Now, just 48% of Americans say Bush has strong qualities of leadership – the lowest number ever for the President in this poll.
Moreover, just 32% express “a lot” of confidence in the President’s ability to handle a crisis.


There has even been a decline in just the last week in the perception of the government’s ability to protect Americans from terrorist attacks – 40% now have little or no confidence, up from 26% a week ago.


Most Americans – 69% - point to cutbacks in spending on New Orleans' levees that had taken place in recent years as a factor in the flooding – including 45% who call that a major factor.


ETA: Hoffmania observes:

There has yet to be a poll post-disaster or post-calamity where the respondents didn't rally around the president and give him a spike in the approval ratings. Until now.


ETA, again: Oh man. It gets worse. In a summary of findings from the Pew Research Center:

Uncharacteristically, the president's ratings have slipped the most among his core constituents ­ Republicans and conservatives.


For the first time since the 9/11 terror attacks, a majority of Americans (56%) say it is more important for the president to focus on domestic policy than the war on terrorism.


The latest national survey by the Pew Research Center for the People & the Press, conducted Sept. 6-7 among 1,000 Americans, finds that the hurricane has had a profound psychological impact on the public.
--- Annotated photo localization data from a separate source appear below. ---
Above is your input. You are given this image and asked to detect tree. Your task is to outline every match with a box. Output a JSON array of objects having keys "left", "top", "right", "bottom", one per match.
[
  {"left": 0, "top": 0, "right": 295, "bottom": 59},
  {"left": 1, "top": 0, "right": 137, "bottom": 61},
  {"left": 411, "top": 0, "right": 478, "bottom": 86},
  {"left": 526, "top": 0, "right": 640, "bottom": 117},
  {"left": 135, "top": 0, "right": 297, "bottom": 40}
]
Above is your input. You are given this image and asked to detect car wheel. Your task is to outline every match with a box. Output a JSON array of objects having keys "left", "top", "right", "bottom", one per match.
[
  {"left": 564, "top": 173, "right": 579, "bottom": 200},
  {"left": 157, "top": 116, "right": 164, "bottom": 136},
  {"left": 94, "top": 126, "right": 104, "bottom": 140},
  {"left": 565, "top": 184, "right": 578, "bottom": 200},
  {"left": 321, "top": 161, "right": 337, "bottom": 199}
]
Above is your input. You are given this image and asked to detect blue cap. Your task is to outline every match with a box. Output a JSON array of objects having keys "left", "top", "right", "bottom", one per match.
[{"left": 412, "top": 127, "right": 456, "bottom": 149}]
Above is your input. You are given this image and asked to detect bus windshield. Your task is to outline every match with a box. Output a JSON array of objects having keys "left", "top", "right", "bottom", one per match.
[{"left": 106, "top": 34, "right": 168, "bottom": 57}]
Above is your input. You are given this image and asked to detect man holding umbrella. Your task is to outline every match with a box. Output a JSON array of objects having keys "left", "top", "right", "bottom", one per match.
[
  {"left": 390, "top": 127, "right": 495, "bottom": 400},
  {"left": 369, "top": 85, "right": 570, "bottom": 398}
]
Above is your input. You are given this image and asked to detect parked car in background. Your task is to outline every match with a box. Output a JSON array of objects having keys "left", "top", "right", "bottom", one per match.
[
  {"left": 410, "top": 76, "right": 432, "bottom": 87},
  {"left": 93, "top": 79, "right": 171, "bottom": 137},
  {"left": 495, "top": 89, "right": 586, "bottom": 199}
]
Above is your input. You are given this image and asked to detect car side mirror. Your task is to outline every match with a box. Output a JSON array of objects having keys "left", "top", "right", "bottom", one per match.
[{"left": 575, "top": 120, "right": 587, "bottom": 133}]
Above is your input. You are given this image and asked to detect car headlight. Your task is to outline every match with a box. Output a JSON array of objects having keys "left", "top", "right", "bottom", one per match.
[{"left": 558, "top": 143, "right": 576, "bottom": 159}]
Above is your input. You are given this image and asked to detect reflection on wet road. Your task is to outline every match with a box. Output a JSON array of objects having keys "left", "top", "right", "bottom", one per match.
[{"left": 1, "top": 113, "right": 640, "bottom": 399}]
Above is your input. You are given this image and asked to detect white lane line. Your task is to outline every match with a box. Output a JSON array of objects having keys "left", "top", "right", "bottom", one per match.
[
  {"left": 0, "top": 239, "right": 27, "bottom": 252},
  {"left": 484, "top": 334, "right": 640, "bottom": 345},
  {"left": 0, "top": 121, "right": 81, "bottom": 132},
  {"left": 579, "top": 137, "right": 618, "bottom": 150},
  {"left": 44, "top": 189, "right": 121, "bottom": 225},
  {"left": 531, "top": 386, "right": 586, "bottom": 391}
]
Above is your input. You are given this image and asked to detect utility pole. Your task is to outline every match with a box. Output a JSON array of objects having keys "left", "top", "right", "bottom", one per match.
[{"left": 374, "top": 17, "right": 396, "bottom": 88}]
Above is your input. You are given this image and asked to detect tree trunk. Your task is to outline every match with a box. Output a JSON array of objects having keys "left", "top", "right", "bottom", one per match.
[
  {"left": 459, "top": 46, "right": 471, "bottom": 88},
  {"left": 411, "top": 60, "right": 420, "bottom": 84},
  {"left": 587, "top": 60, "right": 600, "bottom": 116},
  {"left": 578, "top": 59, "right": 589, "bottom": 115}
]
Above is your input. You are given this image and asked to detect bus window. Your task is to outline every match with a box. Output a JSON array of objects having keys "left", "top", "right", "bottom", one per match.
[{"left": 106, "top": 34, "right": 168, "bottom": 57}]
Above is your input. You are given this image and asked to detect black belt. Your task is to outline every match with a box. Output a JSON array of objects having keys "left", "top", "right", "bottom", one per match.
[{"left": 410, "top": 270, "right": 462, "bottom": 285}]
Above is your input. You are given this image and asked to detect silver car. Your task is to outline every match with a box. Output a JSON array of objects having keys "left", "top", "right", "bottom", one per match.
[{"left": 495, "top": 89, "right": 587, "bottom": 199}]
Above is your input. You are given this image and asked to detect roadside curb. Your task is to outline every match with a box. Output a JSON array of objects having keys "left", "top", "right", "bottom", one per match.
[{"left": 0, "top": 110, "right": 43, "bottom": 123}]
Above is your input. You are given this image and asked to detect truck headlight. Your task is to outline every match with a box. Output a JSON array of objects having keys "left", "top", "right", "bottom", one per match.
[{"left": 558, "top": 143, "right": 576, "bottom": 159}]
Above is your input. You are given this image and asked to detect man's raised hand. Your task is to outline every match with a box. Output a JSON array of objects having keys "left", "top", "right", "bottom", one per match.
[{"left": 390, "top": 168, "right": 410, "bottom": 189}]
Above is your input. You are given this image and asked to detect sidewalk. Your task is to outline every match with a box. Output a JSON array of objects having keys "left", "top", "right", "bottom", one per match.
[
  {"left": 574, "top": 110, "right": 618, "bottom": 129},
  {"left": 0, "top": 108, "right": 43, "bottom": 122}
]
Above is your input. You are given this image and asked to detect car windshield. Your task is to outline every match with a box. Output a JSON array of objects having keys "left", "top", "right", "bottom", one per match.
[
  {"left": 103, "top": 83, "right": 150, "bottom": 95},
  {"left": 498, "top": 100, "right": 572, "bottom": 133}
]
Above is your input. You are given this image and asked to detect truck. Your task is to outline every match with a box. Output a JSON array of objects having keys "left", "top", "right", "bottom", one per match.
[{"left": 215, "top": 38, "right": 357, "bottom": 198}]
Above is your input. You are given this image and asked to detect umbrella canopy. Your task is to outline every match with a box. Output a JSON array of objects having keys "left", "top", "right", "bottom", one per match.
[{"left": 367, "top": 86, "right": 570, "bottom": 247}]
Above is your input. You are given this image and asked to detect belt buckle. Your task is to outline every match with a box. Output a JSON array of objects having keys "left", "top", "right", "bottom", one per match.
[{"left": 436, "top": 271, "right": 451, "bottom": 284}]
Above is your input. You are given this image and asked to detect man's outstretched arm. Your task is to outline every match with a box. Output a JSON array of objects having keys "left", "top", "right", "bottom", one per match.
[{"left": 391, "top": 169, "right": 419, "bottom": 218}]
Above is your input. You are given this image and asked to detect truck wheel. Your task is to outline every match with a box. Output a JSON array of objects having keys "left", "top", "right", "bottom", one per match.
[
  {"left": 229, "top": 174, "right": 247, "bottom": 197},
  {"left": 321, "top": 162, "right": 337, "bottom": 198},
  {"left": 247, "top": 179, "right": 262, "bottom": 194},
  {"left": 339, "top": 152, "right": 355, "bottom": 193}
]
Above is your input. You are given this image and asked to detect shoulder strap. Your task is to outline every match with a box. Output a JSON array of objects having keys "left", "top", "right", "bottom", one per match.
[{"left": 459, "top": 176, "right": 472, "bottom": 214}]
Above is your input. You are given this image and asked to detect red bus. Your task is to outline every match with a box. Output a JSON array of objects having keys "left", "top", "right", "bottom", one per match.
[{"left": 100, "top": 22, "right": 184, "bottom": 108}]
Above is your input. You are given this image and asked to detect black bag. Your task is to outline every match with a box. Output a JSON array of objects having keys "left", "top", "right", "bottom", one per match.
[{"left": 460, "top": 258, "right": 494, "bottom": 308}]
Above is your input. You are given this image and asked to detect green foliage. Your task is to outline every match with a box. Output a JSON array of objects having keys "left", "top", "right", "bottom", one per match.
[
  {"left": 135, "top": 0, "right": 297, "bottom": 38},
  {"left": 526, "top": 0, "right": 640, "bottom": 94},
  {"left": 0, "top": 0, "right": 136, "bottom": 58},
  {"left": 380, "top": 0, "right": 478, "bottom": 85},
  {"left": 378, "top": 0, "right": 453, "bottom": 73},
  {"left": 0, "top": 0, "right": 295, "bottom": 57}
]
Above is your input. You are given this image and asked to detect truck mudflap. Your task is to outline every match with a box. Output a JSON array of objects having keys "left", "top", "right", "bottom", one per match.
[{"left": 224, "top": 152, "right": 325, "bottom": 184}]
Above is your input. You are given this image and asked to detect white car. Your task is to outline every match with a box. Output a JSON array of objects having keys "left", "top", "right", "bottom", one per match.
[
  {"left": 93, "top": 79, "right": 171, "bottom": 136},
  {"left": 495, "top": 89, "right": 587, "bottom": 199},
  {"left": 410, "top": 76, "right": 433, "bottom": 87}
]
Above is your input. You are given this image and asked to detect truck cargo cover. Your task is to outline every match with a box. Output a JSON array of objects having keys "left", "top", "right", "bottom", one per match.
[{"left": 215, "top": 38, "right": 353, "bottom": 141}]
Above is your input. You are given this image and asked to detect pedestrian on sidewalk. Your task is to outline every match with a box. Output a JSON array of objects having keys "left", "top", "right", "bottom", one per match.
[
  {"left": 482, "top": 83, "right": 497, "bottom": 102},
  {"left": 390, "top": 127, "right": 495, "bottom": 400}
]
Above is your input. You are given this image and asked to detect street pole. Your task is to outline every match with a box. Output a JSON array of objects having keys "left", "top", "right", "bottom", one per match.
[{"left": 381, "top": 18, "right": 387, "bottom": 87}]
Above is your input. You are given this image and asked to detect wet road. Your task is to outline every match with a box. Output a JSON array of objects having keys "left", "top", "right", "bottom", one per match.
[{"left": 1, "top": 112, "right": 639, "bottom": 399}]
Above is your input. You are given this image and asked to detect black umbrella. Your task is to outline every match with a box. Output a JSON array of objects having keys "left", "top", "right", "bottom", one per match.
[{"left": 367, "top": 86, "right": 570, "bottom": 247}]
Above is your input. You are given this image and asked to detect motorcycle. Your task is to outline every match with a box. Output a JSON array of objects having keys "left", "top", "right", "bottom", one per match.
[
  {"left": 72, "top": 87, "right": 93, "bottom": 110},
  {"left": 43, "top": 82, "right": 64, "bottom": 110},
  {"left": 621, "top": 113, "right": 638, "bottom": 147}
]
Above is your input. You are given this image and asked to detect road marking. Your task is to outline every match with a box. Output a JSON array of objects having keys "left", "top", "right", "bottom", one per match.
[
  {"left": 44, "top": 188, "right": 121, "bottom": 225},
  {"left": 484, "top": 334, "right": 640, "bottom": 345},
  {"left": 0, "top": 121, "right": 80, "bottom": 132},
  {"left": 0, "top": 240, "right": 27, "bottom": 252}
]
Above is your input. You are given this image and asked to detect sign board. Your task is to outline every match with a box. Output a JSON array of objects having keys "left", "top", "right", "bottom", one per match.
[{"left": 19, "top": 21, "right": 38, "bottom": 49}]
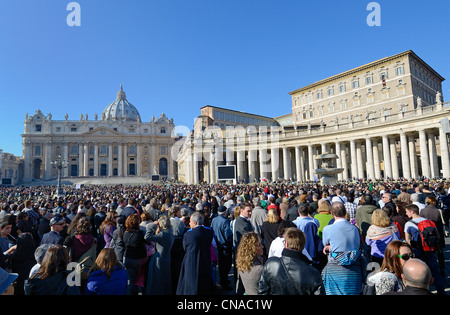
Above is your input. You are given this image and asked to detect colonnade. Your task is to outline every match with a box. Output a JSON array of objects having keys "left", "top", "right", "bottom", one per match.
[{"left": 185, "top": 124, "right": 450, "bottom": 184}]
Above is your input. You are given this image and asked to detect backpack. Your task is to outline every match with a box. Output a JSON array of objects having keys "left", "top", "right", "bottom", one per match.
[{"left": 410, "top": 219, "right": 439, "bottom": 252}]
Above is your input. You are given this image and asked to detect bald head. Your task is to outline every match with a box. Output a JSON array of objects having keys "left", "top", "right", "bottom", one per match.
[{"left": 402, "top": 258, "right": 432, "bottom": 289}]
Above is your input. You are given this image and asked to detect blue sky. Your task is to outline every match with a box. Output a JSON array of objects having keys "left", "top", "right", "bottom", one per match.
[{"left": 0, "top": 0, "right": 449, "bottom": 156}]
Fully 58% of respondents say they have felt depressed because of what's happened in areas affected by the storm.


Half of those polled (50%) say they have felt angry because of what happened in areas hard hit by the hurricane. But overall opinion on this measure obscures a substantial racial divide in reactions to the disaster ­ as many as 70% of African Americans say they have felt angry, compared with 46% of whites. Blacks are twice as likely as whites to know people directly affected by the hurricane and are generally much more critical of the government's response to the crisis.